Modified BBB-eMMC flasher for debian is failing with ext4 errors

Hi,

So I’m working with a modified version of Robert Nelson’s flasher script (https://github.com/RobertCNelson/boot-scripts/blob/master/tools/eMMC/bbb-eMMC-flasher-eewiki-ext4.sh). I am flashing debian, but I’m having issues with corrupt results.

The main differences are:

  • It does some things specific to my application, like performing a few web requests.
  • Instead of just creating one partition, it creates the root/boot partition, and a second read-write partition.

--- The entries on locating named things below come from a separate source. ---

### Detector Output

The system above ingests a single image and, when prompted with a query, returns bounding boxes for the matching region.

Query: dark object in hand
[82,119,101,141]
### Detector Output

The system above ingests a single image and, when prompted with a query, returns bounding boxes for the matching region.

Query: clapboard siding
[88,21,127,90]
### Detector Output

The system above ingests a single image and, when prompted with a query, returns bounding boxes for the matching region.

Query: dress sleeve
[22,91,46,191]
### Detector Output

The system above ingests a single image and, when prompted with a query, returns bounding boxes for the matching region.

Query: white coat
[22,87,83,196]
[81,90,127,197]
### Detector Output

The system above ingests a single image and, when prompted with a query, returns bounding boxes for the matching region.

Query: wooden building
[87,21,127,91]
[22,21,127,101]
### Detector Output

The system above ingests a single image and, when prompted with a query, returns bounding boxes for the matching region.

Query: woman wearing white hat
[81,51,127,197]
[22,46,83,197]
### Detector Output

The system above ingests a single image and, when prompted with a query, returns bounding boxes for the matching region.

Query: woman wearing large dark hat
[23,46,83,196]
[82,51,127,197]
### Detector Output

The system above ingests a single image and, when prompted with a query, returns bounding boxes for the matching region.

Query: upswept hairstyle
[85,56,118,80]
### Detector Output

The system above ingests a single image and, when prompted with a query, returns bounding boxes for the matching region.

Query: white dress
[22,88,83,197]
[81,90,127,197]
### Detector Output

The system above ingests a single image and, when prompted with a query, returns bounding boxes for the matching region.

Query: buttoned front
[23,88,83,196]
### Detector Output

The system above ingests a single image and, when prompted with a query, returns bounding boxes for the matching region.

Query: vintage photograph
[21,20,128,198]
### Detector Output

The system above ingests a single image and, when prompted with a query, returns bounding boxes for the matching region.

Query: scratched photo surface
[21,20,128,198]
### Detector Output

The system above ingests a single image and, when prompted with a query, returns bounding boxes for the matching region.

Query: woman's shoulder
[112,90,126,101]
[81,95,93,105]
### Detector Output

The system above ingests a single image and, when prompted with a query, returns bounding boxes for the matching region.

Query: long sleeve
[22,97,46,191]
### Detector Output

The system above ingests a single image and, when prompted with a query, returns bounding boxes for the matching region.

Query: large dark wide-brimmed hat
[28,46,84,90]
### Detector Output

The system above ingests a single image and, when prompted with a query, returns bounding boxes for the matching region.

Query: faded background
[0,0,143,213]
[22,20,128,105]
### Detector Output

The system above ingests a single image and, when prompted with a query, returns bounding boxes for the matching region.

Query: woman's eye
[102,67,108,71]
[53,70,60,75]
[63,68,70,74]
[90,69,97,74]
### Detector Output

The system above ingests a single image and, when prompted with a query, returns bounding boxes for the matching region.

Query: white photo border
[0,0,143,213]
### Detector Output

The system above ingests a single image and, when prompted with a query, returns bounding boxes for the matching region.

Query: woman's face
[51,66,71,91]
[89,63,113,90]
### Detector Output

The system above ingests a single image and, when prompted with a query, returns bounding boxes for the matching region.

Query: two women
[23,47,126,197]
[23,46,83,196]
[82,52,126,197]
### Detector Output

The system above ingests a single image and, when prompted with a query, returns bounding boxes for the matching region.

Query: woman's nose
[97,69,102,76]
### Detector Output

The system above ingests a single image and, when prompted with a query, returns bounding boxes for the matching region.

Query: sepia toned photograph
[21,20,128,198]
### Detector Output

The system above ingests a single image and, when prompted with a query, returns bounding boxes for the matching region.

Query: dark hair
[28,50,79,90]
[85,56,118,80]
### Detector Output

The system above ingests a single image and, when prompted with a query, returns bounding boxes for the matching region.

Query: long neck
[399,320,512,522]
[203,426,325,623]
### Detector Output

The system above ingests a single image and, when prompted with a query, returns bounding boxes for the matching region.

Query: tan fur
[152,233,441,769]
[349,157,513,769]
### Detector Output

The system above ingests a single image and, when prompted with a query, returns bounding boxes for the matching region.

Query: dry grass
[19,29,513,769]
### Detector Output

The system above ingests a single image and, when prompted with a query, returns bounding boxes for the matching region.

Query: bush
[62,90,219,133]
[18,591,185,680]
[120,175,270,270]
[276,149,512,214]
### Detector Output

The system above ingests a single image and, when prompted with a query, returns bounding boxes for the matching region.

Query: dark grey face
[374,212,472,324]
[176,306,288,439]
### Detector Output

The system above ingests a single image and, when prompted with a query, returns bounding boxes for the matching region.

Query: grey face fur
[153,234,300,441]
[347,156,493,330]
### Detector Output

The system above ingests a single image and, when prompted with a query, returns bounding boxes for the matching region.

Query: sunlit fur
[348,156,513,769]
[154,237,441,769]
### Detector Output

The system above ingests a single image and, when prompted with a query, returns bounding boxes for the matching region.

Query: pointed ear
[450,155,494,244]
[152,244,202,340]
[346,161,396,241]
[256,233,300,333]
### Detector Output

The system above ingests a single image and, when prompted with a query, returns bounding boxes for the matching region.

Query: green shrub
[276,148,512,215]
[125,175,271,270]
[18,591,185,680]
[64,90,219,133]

The partition table looks like this:

`

Formatting: /dev/mmcblk1

Disk /dev/mmcblk1: 119808 cylinders, 4 heads, 16 sectors/track
Old situation:
New situation:
Units: 1MiB = 1024*1024 bytes, blocks of 1024 bytes, counting from 0

Device Boot Start End MiB #blocks Id System
/dev/mmcblk1p1 * 1 1500 1500 1536000 83 Linux
/dev/mmcblk1p2 1501 3743 2243 2296832 83 Linux
/dev/mmcblk1p3 0 - 0 0 0 Empty
/dev/mmcblk1p4 0 - 0 0 0 Empty
Successfully wrote the new partition table

Re-reading the partition table …

`

  • It was originally based on an older version of the script, however, some parts have been updated. The EEPROM flashing for instance, has been upgraded to the current version of RCN’s script.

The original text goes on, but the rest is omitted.